Azande: Warroir tribe that conquered parts of Central Africa Republic, DRC & South Sudan
The Azande (plural of “Zande” in the Zande language) are an ethnic group of North Central Africa.
Zande are primarily found in the northeastern region of Democratic Republic of the Congo, south-central and southwestern regions of South Sudan, and the southeastern region of Central African Republic. The Congolese Azande inhabit in Orientale Province, specifically in the Isiro, Dungu, Kisangani, and Duruma areas near the Uele River.
The Azande of Central Africa inhabit in the areas of Rafa, Bangasu, and Obo. The Azande of South Sudan live in Yei, Maridi, Yambio, Tombura, Deim Zubeir, Wau Town, and Momoi, in the states of Central, Western Equatoria, and Western Bahr al-Ghazal.
The Zande are thought to have been established during a military conquest in the early half of the 18th century. They were ruled by two dynasties with distinct origins and political strategies. Most of the political, linguistic, and cultural elements were formed by the Vungara clan.
The Bandia, a non-Zande dynasty, pushed into northern Zaire and absorbed several Zande practices.

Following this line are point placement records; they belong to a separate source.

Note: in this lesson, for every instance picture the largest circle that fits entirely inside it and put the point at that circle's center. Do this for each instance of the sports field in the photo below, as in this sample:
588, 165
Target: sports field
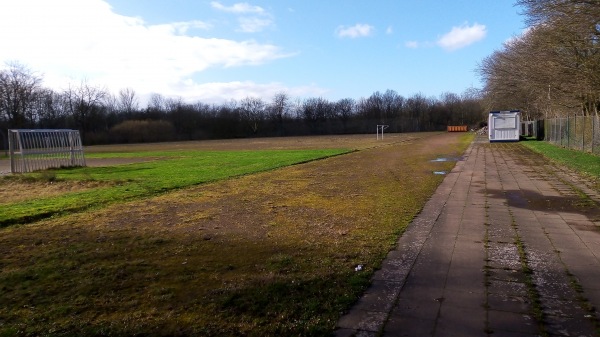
241, 237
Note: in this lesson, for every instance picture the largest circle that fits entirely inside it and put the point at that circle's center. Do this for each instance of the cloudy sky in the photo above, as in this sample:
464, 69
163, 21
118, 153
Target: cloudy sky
214, 51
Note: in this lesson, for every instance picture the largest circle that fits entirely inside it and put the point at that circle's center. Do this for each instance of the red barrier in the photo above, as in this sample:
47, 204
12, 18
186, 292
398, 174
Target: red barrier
457, 128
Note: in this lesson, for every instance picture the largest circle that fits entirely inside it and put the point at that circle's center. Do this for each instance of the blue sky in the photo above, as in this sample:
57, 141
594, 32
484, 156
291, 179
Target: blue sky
214, 51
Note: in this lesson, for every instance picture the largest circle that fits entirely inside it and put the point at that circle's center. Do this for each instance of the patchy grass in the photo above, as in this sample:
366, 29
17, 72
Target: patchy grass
267, 254
583, 162
165, 171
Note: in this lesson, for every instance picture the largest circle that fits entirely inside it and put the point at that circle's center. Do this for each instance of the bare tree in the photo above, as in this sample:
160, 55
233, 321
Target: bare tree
128, 101
18, 86
279, 108
82, 102
252, 112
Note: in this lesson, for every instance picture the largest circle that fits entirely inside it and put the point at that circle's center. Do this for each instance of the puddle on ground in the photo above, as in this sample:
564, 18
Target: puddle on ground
443, 160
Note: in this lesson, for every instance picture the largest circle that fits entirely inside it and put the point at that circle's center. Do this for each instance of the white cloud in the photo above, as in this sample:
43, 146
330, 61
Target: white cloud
462, 36
71, 40
358, 30
253, 19
239, 8
253, 24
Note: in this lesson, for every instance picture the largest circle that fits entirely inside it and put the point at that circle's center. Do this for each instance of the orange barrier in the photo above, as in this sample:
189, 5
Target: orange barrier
457, 128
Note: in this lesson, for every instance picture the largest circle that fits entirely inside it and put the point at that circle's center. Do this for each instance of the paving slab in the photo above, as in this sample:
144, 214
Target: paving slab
503, 248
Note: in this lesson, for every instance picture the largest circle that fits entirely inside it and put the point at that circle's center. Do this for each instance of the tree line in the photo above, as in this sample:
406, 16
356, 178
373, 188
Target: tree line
102, 117
553, 69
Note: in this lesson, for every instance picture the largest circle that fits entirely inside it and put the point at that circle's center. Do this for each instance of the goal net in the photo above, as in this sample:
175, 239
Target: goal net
40, 149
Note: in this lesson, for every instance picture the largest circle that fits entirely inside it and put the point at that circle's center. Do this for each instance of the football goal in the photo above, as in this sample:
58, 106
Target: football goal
40, 149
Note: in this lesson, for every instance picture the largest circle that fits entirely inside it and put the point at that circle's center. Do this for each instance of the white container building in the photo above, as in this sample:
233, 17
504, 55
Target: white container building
504, 126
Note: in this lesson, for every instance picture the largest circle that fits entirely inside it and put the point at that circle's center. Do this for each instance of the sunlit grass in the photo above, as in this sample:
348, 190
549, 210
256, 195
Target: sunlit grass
265, 254
584, 162
164, 172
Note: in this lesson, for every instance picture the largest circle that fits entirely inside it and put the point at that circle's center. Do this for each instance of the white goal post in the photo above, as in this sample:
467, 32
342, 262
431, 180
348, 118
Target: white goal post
40, 149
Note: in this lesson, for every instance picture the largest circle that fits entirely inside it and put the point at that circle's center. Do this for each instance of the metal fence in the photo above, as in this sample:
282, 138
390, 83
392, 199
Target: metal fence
32, 150
579, 132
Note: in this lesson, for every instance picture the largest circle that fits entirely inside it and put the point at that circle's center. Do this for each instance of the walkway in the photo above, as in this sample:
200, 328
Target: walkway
507, 246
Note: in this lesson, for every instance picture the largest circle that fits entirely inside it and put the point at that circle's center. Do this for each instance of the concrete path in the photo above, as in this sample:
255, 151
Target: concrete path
507, 246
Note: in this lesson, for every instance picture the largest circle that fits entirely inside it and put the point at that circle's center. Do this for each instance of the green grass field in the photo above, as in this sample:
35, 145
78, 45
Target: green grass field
586, 163
238, 243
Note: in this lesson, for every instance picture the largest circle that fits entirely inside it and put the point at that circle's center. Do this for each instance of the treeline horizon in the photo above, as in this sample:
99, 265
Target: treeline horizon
553, 68
104, 118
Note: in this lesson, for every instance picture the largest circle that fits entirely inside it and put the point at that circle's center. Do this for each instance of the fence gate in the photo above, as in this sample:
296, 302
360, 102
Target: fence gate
41, 149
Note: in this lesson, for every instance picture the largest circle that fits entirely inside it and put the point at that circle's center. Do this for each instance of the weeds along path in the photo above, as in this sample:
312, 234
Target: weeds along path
273, 253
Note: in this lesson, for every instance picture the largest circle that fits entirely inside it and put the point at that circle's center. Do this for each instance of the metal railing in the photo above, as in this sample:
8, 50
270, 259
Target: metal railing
32, 150
578, 132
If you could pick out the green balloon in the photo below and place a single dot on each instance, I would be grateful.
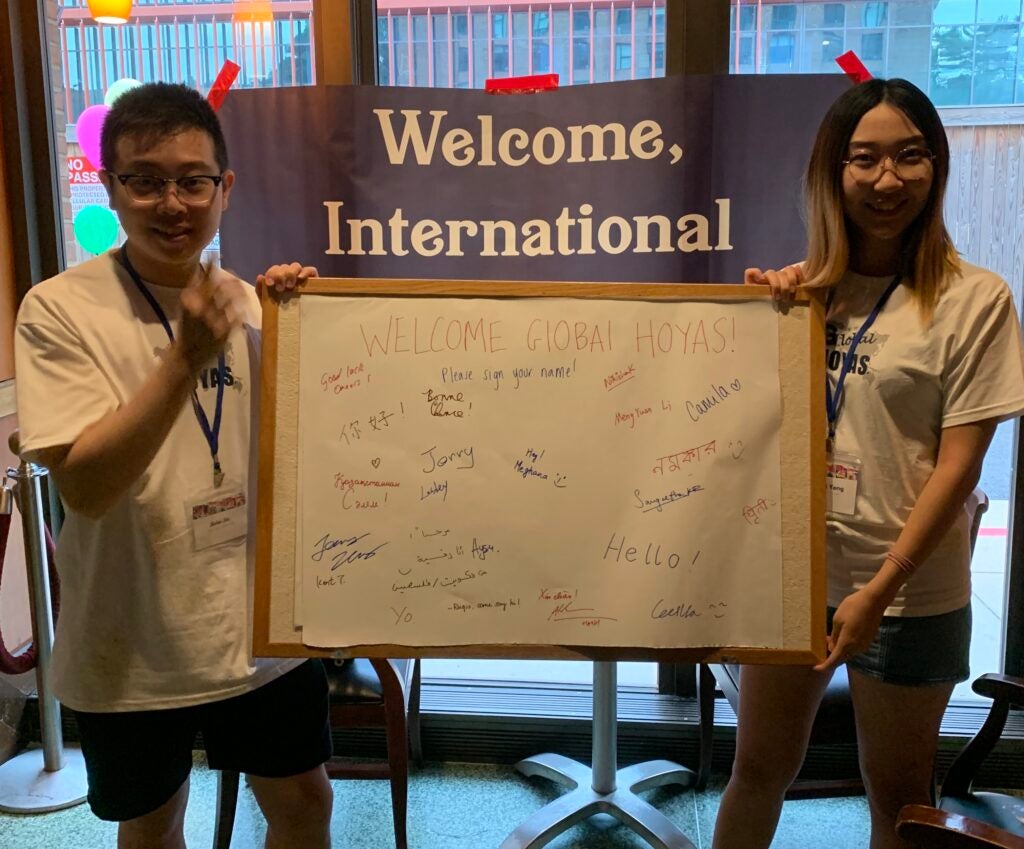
(95, 228)
(118, 88)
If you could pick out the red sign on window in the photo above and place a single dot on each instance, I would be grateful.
(80, 172)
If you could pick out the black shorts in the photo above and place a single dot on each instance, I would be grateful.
(136, 760)
(918, 651)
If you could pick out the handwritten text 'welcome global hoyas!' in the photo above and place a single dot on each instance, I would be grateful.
(441, 334)
(417, 140)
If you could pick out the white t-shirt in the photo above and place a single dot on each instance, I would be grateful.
(909, 381)
(145, 621)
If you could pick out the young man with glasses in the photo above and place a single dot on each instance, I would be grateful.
(137, 376)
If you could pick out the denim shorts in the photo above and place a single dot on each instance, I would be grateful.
(918, 651)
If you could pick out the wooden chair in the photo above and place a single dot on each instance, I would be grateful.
(834, 724)
(364, 693)
(926, 828)
(957, 797)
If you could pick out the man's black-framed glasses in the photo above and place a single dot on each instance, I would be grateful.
(196, 189)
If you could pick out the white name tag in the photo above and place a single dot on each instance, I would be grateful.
(218, 516)
(842, 477)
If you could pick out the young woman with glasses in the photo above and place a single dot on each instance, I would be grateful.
(924, 359)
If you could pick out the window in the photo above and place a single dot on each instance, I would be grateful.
(998, 11)
(872, 46)
(781, 52)
(952, 61)
(174, 47)
(961, 52)
(783, 16)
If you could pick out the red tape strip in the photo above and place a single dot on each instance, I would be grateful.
(521, 85)
(218, 91)
(854, 68)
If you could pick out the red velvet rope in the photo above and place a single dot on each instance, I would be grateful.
(11, 664)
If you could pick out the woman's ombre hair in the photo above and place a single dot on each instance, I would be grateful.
(929, 255)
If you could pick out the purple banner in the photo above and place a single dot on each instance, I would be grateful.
(678, 179)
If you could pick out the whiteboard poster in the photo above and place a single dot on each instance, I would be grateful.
(544, 471)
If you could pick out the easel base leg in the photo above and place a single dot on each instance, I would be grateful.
(26, 787)
(584, 802)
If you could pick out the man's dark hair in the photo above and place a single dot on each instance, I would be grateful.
(153, 112)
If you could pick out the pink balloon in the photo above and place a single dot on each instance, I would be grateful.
(90, 125)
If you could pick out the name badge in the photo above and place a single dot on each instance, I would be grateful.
(218, 516)
(842, 477)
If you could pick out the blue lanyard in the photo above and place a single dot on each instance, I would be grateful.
(834, 402)
(212, 434)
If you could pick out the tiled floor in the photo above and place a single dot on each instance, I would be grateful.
(452, 806)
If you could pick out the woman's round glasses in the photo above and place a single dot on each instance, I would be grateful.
(196, 189)
(910, 164)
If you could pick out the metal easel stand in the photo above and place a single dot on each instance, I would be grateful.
(597, 791)
(53, 776)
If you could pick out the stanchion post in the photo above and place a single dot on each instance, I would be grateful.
(28, 479)
(36, 781)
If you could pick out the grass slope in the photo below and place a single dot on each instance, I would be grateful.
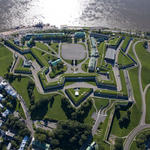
(5, 59)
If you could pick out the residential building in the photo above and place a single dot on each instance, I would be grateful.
(92, 64)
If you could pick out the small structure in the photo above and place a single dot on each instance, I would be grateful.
(93, 42)
(1, 106)
(10, 91)
(42, 146)
(27, 63)
(5, 113)
(17, 41)
(76, 93)
(1, 97)
(92, 64)
(54, 63)
(23, 143)
(110, 55)
(94, 52)
(9, 146)
(92, 146)
(79, 35)
(9, 135)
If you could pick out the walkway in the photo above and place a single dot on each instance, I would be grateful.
(142, 124)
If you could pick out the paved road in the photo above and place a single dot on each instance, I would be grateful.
(142, 124)
(132, 135)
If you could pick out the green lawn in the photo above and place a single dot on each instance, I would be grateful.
(130, 52)
(29, 56)
(42, 46)
(135, 110)
(99, 102)
(114, 41)
(123, 59)
(134, 121)
(133, 146)
(55, 46)
(55, 112)
(133, 73)
(82, 93)
(144, 57)
(6, 58)
(38, 54)
(147, 106)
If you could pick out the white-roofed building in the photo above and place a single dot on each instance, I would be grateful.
(23, 143)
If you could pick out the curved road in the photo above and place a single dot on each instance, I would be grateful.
(142, 124)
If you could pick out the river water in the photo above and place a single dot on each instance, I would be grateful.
(125, 14)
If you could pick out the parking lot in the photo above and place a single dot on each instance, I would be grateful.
(73, 51)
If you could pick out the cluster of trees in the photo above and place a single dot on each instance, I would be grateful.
(118, 144)
(30, 89)
(143, 140)
(18, 127)
(76, 114)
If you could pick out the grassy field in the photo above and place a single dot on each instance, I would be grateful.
(55, 46)
(130, 52)
(147, 106)
(38, 54)
(98, 102)
(6, 58)
(135, 118)
(133, 146)
(82, 93)
(54, 112)
(99, 138)
(144, 57)
(29, 57)
(133, 73)
(42, 46)
(123, 59)
(114, 41)
(101, 51)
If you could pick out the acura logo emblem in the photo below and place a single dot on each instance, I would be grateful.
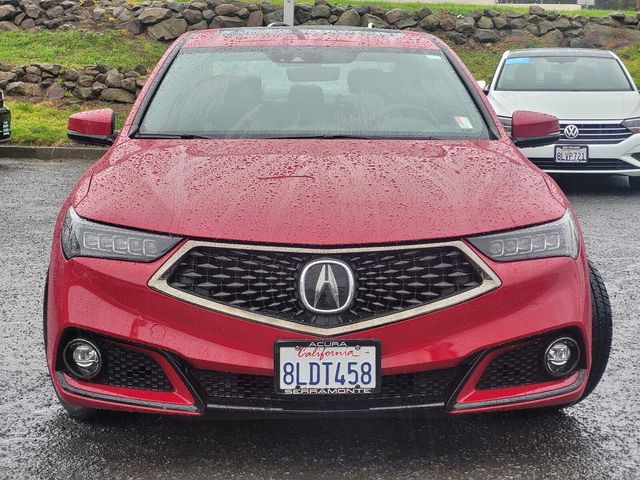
(571, 131)
(326, 286)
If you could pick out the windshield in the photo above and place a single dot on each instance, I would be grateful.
(563, 74)
(290, 92)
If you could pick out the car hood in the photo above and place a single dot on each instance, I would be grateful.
(326, 192)
(569, 105)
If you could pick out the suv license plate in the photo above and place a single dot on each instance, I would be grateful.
(331, 367)
(572, 154)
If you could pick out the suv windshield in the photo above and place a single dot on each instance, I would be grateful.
(294, 92)
(563, 74)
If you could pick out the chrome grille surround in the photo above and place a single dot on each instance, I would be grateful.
(596, 132)
(160, 282)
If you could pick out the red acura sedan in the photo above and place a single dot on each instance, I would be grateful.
(316, 221)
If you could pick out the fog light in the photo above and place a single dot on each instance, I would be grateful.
(562, 356)
(82, 358)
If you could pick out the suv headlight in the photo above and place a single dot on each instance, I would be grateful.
(632, 124)
(83, 238)
(554, 239)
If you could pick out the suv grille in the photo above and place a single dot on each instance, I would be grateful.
(266, 282)
(595, 133)
(239, 390)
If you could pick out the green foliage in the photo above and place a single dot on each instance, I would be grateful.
(46, 123)
(38, 123)
(78, 48)
(631, 57)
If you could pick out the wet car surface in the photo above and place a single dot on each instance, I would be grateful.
(598, 438)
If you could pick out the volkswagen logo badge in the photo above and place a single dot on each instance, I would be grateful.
(571, 131)
(327, 286)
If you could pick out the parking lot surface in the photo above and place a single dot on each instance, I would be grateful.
(599, 438)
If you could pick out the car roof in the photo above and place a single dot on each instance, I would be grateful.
(329, 36)
(560, 52)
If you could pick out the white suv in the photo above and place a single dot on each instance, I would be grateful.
(592, 94)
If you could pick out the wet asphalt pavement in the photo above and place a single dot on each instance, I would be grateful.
(599, 438)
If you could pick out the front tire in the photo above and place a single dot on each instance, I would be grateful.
(601, 328)
(601, 335)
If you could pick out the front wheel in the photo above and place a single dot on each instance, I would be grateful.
(602, 328)
(601, 335)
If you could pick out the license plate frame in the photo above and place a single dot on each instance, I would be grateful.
(576, 150)
(324, 346)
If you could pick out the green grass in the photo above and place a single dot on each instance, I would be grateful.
(630, 56)
(78, 48)
(44, 123)
(38, 123)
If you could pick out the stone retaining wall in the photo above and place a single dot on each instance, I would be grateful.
(53, 82)
(165, 20)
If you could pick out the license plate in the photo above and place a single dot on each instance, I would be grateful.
(572, 154)
(327, 367)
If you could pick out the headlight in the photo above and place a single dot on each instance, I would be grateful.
(555, 239)
(632, 124)
(83, 238)
(506, 123)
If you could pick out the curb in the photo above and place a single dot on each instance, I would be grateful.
(51, 153)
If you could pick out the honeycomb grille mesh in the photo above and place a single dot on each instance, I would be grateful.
(422, 388)
(519, 366)
(267, 282)
(127, 368)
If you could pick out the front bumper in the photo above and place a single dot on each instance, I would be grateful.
(451, 347)
(611, 159)
(5, 123)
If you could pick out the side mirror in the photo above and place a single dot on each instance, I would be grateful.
(94, 127)
(533, 129)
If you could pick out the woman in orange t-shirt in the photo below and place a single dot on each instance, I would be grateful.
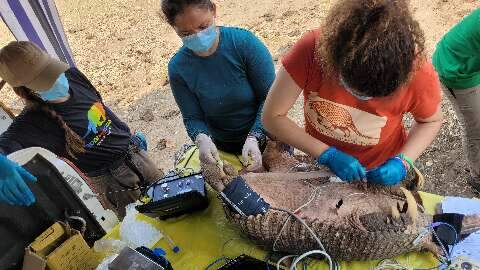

The Bandia people ruled over the Vungara in the early nineteenth century, and the two groups merged to form the Azande people. They resided on the savannas of what is now the Central African Republic’s southeast.
The king’s sons would fight for succession when the king died. The Azande kingdom grew eastward and northward as the losing son established kingdoms in nearby regions.
Later in the nineteenth century, Sudanese invasions put a stop to some of the northward progress. Belgium, France, and the Anglo-Egyptian Sudan partitioned the Azande.
The word Azande refers to their history as conquering warriors and implies “those who have a lot of territory.” Adio, Zande, Zandeh, A-Zandeh, and Sandeh are all variations. In the 18th and early 19th centuries, foreigners frequently referred to the Azande as Nyam-Nyam.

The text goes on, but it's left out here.